Addressing supporters in Orlando, Romney fiercely attacked what he and other Republicans have labeled 'Obamacare.' The presumptive GOP presidential nominee said that if the Supreme Court does not overturn the law in full, he would work to repeal whatever remains of it on his first day as president by granting a waiver to all 50 states to opt out of the law's restrictions. [...] 'It's not only bad policy and bad for middle-income families and bad for small business, it's simply unaffordable,' Romney said. 'And so, the right course for us is to make sure that the next president of the United States repeals Obamacare and replaces Obamacare.'And what does he want to replace it with? In his words, something that would (a) "make sure that every American has access to good health care" and (b) "get health care to act more like a consumer market."
Well, that's exactly what Obamacare does. If you really want those things, you can't be for repealing it.
It not only makes sure every single American has access to good health insurance, it makes sure they can afford it. Under Obamacare, nobody will be denied health insurance because they can't afford it. If you repeal Obamacare, you'll repeal the subsidies that make insurance affordable and you'll repeal the requirement that insurers cover everybody, regardless of preexisting condition. In short, if you want to guarantee access to health care for all Americans, you need to support Obamacare.

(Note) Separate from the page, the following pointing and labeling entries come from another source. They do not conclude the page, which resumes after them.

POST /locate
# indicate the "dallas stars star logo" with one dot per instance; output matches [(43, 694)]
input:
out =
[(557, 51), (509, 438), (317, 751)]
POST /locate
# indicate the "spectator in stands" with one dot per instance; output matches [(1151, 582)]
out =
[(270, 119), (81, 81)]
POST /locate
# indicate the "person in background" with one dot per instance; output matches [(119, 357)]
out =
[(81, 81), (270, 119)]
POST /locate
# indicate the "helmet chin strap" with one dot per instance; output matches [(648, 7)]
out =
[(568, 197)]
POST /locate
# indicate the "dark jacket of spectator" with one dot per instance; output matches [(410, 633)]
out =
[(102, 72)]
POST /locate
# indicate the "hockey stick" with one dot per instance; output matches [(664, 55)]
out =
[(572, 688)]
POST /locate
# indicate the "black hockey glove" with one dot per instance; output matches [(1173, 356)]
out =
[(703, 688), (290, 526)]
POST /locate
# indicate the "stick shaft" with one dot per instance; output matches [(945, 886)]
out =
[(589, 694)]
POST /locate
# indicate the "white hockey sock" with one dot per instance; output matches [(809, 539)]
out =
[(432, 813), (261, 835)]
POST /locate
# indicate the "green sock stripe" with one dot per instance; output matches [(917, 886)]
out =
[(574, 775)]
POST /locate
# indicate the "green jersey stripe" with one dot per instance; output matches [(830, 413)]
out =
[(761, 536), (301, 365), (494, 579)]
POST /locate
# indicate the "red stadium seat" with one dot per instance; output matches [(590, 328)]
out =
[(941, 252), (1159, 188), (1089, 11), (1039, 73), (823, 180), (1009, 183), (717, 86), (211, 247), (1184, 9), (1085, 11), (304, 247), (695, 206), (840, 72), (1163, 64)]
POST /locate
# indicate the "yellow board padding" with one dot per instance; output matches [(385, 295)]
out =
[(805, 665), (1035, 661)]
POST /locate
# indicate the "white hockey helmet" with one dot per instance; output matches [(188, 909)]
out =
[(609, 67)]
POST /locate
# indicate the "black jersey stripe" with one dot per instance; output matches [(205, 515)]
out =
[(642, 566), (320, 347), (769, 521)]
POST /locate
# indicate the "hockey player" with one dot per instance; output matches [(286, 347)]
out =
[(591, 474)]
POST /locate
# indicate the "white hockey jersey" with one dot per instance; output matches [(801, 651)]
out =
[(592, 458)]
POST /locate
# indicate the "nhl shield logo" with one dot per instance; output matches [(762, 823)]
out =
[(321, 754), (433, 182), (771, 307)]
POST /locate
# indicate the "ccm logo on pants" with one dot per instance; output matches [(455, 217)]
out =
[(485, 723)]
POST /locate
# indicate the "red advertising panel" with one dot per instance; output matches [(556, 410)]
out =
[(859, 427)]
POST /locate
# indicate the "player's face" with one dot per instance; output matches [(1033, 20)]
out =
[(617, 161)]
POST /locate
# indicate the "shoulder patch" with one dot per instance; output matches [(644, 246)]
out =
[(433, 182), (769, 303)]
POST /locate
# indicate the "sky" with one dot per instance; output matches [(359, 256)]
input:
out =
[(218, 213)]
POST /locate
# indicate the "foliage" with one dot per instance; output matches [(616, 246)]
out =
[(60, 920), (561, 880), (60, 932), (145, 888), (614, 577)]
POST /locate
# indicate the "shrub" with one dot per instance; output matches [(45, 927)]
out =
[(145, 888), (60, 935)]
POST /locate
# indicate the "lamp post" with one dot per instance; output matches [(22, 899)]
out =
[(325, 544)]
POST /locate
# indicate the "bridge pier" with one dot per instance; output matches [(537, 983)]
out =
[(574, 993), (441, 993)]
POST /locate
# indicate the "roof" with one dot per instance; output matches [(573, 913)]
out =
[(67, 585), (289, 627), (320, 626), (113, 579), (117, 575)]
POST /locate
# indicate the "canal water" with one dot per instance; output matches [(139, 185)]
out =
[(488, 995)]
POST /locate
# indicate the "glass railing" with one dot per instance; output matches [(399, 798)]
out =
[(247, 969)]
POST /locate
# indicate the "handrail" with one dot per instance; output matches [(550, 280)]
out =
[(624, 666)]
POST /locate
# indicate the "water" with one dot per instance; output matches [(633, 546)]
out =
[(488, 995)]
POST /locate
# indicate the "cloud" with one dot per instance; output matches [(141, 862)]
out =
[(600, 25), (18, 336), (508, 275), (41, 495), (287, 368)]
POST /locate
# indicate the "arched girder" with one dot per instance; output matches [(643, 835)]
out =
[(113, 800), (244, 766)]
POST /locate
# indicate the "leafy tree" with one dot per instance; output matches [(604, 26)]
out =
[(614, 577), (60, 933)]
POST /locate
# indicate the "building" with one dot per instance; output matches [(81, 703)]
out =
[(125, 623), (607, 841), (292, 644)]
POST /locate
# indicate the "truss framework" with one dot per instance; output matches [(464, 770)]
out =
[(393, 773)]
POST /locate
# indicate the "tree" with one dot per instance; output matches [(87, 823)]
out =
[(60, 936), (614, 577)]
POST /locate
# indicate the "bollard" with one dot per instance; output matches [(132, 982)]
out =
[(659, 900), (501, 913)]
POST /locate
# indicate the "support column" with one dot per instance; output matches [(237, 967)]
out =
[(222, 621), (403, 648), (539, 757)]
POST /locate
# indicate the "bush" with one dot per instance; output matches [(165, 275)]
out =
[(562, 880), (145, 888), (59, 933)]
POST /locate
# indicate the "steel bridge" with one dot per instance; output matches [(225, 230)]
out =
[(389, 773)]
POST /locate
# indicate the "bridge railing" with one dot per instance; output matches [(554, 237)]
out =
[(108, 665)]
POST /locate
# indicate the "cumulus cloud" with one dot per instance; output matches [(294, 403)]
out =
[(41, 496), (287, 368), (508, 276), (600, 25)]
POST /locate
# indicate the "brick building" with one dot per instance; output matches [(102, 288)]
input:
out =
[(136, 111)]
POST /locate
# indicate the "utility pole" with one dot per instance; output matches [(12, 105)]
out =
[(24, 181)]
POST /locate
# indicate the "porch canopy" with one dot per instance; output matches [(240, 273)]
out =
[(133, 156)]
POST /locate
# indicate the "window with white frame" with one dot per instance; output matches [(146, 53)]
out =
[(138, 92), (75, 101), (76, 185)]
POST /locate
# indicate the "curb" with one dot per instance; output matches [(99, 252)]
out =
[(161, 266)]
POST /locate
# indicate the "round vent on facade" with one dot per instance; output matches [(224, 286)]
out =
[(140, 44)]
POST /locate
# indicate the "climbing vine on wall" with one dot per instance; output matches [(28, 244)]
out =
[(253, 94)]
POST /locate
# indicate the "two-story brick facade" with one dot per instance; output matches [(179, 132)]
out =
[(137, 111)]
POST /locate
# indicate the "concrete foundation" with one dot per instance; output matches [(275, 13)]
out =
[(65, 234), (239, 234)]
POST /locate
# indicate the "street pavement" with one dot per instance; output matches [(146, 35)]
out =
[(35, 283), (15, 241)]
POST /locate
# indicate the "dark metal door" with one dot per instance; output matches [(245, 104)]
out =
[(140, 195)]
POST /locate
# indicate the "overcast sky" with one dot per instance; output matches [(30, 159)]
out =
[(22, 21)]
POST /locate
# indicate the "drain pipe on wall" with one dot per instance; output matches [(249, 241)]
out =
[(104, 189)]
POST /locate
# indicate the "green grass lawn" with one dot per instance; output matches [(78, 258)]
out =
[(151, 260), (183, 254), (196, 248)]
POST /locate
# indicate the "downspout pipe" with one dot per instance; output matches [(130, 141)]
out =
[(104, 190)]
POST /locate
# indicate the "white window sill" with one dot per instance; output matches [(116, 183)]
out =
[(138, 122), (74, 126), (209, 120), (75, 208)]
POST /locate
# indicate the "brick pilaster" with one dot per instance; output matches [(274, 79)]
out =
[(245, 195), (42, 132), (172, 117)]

Moreover, Obamacare is a market-based system. It creates state-based marketplaces for individuals who don't get insurance through their employer or through Medicare or Medicaid. It regulates those marketplaces to make sure every health care plan offers a basic level of services, but beyond that, it encourages competition among those plans.
By his own admission, Romney would replace Obamacare with a health care system that denied sick people access to health care. This is the kind of policy that Romney says he wants to replace Obamacare with:
Let's say someone has been continuously insured and they develop a serious condition, and let's say they lose their job or they change jobs, they move and they go to a new place. I don't want them to be denied insurance because they've got some preexisting condition.Well, that was already the law before Obamacare, through COBRA. Obamacare goes a huge step further, however: It says that nobody can be denied health insurance coverage for any reason. Period. You don't need special paperwork or to be able to afford some insanely expensive transitional plan. You're qualified. Period. Under Romney's plan, if you didn't already have insurance through your employer, an insurer could cut you off for any reason whatsoever. And if you never had insurance, and you were deemed to be too big a risk, insurers wouldn't have to cover you.
To put it briefly, Mitt Romney's message to people with pre-existing conditions is just two words long: "Tough luck." It's what he said earlier this year, and it's what he's saying now. It's wrong, and he knows it, because Romney's finest achievement as governor was Romneycare, the model for Obamacare. But now, because he's a captive of the radical Right, he pretends as if Romneycare never existed. And beyond the policy he outlined today, that gives you a clear sense of what a Romney presidency would be like: constantly bending over backwards to placate his conservative base.